Many sunscreens are being banned
In Hawaii and Palau there are now complete bans on certain sunscreens due to the harmful effects on aquatic life. The problem is that as you swim, the chemicals wash away from your skin and are absorbed by corals and other marine life. And even if you’re not swimming, when you shower, bath or wash... where does that water go...?
One solution is to get your SPF from clothing, rather than creams, so you could wear an SPF rated swim vest or long sleeve top – ideal for kids – but you will inevitably need some form of sunscreen for your face and other exposed skin.
What to look for in a responsible sunscreen
There are many brands of sunscreen made from natural ingredients that not only protect your skin from the sun, but also won't have negative effects on the environment when washed from your skin.
Zinc oxide is perhaps the most important ingredient to look for. This has powerful skin protecting properties and absorbs UV rays as well as reflecting them away, found in Shade.
Ingredients like shea butter, coconut oil and almond oil are also completely natural and safe for the marine environment and keep your skin hydrated without the need for chemical ingredients.
If you are looking for vegan friendly sunscreen, you can find options like Amazinc’s mineral butter sunscreen SPF30+ or Mineral Sunscreen Lotion SPF50+ which uses natural oils and almond wax instead of beeswax, making your sunscreen kind on every level.

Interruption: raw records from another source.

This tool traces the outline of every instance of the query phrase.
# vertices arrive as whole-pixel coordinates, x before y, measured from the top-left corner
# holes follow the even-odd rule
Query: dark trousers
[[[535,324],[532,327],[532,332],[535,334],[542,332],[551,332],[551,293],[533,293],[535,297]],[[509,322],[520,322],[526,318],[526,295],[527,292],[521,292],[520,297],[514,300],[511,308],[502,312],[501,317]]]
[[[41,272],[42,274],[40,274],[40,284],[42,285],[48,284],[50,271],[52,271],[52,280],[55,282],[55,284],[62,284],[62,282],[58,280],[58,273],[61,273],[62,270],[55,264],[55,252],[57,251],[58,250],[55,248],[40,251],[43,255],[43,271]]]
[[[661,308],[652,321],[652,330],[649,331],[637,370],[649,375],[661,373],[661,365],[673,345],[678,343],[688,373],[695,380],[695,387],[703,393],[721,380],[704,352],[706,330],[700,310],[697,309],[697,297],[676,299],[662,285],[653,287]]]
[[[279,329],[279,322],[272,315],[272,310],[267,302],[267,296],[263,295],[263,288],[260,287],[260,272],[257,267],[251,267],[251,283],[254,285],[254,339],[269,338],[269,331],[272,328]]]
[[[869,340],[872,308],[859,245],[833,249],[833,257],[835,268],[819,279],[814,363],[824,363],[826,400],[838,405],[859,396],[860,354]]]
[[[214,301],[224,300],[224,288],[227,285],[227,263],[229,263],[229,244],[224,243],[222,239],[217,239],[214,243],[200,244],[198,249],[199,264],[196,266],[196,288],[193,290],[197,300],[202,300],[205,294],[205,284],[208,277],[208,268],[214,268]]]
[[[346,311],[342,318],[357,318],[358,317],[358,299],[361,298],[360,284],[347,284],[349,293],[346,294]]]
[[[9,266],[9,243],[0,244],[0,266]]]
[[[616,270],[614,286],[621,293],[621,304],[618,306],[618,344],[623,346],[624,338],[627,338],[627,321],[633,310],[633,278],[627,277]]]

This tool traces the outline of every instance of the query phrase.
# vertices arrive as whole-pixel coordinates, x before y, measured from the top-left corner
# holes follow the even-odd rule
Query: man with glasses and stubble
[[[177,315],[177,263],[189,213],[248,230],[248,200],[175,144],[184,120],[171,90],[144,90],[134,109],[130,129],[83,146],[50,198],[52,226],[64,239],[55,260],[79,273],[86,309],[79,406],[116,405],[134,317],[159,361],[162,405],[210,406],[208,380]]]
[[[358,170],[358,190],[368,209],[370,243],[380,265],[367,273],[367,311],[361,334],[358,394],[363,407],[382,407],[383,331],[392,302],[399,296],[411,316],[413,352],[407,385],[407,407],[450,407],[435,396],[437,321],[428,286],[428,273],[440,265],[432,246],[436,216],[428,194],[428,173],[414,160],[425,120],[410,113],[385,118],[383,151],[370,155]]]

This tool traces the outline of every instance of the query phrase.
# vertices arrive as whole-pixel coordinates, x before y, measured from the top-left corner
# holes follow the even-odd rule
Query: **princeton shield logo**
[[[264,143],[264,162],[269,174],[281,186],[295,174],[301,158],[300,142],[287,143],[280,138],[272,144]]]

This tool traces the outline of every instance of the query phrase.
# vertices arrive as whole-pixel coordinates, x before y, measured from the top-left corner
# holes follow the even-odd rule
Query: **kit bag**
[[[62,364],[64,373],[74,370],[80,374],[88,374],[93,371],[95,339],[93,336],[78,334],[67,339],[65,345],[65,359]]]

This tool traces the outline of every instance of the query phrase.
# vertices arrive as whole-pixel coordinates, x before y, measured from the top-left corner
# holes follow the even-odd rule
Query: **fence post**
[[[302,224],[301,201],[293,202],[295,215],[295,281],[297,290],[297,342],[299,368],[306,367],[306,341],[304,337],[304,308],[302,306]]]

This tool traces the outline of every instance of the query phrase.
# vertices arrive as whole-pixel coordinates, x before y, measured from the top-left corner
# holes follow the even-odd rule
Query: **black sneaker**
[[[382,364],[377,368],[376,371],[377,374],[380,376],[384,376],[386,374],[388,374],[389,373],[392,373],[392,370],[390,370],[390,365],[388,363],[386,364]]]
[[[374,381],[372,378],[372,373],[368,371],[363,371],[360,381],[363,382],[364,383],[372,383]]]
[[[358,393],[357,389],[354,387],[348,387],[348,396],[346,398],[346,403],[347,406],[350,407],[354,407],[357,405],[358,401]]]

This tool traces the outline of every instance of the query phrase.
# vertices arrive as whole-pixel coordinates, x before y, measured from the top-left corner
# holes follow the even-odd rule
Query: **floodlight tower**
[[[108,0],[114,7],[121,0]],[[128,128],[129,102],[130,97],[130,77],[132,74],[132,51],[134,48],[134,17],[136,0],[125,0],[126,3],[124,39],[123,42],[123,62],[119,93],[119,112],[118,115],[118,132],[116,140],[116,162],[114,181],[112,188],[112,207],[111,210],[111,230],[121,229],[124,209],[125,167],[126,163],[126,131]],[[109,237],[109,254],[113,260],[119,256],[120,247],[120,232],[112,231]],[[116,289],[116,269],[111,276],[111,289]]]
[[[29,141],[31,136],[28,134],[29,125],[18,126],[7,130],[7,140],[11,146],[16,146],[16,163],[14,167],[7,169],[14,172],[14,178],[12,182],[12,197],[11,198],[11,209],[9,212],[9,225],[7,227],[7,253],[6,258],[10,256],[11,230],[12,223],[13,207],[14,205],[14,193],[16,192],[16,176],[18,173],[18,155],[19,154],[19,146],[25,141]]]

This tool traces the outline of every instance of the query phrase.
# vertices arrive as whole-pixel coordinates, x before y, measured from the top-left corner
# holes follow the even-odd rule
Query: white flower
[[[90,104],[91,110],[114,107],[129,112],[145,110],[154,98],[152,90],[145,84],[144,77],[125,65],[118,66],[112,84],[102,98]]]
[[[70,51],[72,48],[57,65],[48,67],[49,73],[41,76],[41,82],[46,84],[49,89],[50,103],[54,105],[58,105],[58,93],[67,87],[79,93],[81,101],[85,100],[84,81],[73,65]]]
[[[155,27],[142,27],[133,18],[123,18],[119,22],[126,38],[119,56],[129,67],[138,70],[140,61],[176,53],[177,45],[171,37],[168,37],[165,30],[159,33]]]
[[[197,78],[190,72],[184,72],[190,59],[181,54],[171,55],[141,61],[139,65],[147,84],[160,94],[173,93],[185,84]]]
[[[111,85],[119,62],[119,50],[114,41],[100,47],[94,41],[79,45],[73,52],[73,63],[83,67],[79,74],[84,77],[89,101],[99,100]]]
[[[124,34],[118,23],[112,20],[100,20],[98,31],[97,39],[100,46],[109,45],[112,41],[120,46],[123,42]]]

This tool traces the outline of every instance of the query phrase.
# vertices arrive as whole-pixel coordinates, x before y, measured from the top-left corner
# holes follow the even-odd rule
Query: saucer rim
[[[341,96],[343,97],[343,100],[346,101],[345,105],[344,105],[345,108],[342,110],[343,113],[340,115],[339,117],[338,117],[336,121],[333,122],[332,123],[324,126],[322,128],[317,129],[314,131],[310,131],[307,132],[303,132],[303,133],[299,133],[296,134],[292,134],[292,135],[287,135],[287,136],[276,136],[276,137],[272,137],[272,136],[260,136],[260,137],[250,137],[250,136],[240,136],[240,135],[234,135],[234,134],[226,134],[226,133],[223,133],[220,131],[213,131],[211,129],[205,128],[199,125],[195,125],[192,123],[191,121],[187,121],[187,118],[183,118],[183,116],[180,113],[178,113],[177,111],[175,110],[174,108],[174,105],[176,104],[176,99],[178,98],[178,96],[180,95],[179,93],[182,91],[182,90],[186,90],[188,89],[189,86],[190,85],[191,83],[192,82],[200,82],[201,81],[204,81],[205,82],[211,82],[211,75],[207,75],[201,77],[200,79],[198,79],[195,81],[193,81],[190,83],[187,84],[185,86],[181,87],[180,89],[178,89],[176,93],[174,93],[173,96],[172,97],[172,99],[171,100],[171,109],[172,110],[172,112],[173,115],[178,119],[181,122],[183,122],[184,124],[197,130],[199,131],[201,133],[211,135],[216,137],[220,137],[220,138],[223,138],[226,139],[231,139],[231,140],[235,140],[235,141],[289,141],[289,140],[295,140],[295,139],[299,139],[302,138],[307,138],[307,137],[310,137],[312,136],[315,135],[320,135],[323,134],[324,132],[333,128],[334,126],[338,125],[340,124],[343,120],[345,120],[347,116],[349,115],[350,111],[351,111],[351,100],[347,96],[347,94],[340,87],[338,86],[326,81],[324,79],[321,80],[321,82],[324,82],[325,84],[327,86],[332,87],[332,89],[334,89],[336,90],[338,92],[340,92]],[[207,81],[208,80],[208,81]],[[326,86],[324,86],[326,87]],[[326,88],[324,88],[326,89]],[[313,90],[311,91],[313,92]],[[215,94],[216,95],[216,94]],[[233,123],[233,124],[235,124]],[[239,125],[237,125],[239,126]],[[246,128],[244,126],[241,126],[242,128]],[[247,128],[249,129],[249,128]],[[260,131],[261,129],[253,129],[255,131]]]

Beware of waterproof sun creams. These may contain petrochemicals like silicones which block the skin and cause prickly heat.
Watch out for the spray-on sunscreens too as they are more likely to contain alcohol, a common skin irritant.
When swimming, it is still best to wear SPF rated t-shirts and vests, to limit the amount of unusual ingredients being absorbed by marine life, but if you do one thing this summer, switch to a sunscreen that is free from oxybenzone and oxtinoxate.